It may be that a cap is most effective in a sport like basketball where a small number of stars can disproportionately effect a team's fortunes. I don't know much about basketball, but I get the feeling that a LeBron is worth the equivalent of 15? WAR or more, so if you can buy a few stars your team can go from also-rans to Champs. If a NYC or LA team could go buy 3-4 top free agents they might never lose.

Football, despite the fact they've had a cap for a long time, might be the other end of the scale. I think the experience with the strike in the 80s shows that (or showed back then) that there were "replacement level" players who had been unemployed who were probably as good as or better than the guys actually on the team. So outside of a few key skill players a cap might have the least effect in football. I'm sure some football analytics guys would know more than me on this subject...

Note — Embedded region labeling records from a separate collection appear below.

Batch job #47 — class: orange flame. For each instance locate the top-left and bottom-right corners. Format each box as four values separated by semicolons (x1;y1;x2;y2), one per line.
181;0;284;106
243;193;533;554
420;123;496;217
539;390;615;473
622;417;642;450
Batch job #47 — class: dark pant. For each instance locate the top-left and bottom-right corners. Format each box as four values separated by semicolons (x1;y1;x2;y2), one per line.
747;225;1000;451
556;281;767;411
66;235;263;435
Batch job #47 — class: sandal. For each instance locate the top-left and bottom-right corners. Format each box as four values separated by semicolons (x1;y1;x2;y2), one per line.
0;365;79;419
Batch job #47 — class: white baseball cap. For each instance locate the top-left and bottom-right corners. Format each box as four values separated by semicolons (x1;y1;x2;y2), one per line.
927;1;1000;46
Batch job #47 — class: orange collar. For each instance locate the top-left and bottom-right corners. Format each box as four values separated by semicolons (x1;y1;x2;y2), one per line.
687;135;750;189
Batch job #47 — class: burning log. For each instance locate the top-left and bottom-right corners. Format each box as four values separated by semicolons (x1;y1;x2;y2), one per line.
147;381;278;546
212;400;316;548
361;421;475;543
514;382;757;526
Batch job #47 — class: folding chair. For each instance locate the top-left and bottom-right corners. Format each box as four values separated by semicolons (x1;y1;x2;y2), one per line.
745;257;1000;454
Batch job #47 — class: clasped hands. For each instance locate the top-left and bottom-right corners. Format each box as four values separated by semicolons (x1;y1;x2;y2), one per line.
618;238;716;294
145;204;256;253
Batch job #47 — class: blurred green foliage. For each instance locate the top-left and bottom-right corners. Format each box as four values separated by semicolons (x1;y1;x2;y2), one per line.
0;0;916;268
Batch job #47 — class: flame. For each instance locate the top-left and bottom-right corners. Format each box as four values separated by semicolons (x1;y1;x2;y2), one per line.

And soccer is a good test case for what happens when teams are able to generate as much revenue as they want, even outside the league structure, and spend all of it and more (more being the personal wealth of the owner) on payroll. They have put some "fair play" restrictions in place, as BradyBunch previously alluded to, so they supposedly have to keep expenditures at or below revenues. But it's definitely true that most European leagues have a handful of exceptionally rich teams that almost always finish at or near the top of their domestic leagues. And its usually quite difficult to break into that top tier without an infusion of cash. It's the standard laundry list of huge clubs - Barcelona, Real Madrid, Bayern, Chelsea, Man U, Man City, Arsenal, maybe Juventus, Paris St. Germain, in smaller countries teams like Ajax or Celtic... if they ever finish out of Champions League qualification (top 3-4 in most leagues, top ~2 in smaller countries) in any year people get fired, there's turmoil, hate and discontent, mad spending sprees.

Compare: The Red Sox have finished last in the division two of the last three years and had one of the worst records in MLB. Man U had a terrible 2013-14 season, fired their new manager in mid-season... and finished with a winning record (19-7-12), 7th of 20 in the table. The big soccer clubs have so many resources and almost unlimited ability to spend, that it's essentially impossible for them to have a losing record, or be threatened with relegation.